Vacation home owners have won a legal judgment against the developer of East End’s Castaways’ Cove in a landmark case that ensures stratas must be run as “community democracies.”
Justice Ingrid Mangatal struck down bylaws that lawyers argued gave Thompson Resorts Ltd. a “permanent controlling interest” in running the beachside holiday resort.
The case was brought by U.S. resident Carl Clappison on behalf of multiple owners who believed they were being overcharged by Thompson Resorts’ Kel Thompson, who contracted his own company to manage Castaways’ Cove, which forms one part of Wyndham Reef Resort, prior to the sale of any units.
According to an affidavit from Mr. Clappison, the vacation home owners felt they were being charged unreasonably high strata fees, essentially subsidizing the Reef Resort, which Mr. Thompson operates on the same property with shared facilities.
When they questioned the fees and rejected the strata’s annual budget plan, Mr. Thompson invoked bylaws giving the developer an automatic majority in any poll, and pushed the budgets through, the court documents indicate.
The judge ruled last week that those bylaws were “ultra vires” [meaning beyond legal powers] and that the Strata Titles and Registration Law envisioned “a democratic, inclusive process” enabling “majority rule, and allowing the proprietors to make collective decisions.”
She said the owners were entitled to a say in how the complex was run.

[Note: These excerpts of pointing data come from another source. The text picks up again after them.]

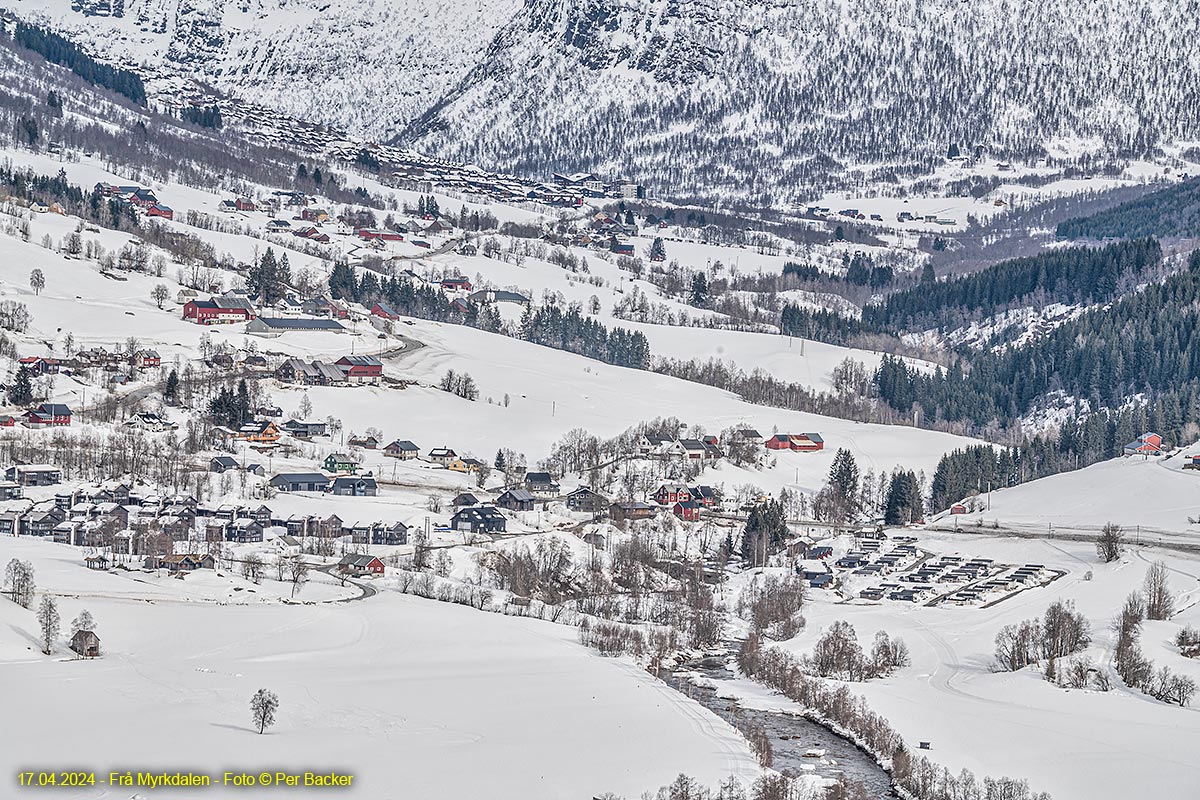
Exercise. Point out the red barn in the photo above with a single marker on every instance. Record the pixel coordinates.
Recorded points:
(808, 441)
(361, 368)
(48, 415)
(671, 493)
(215, 312)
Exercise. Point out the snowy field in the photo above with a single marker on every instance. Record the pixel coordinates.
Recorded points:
(415, 698)
(1065, 741)
(1156, 497)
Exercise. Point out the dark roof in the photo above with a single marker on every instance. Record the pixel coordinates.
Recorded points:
(291, 324)
(300, 477)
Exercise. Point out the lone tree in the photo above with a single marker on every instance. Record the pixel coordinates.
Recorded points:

Justice Mangatal declined a separate request that an independent administrator be appointed to take over running the complex, saying the owners’ complaints did not meet the high legal threshold for such an extreme remedy.
She said she was not satisfied that “substantial misconduct or mismanagement” had been proven on the part of the strata’s executive committee, controlled by the developer, and suggested that many of the problems would “fall away” once the “offending bylaws” were removed and a new democratically elected committee was chosen.
Residents had raised concerns about what they viewed as excessive charges for services such as beach cleaning and maintenance, as well as the administration of properties in a “rental pool.” They also highlighted a lack of transparency over finances, including the absence of audited accounts.
Justice Mangatal wrote, “It is obvious that there have been personal clashes between Thompson Resorts Limited, in particular Mr. Kel Thompson, Mr. Clappison, and other owners. It is also plain that the preparation of accounts and accountability has been less than satisfactory.”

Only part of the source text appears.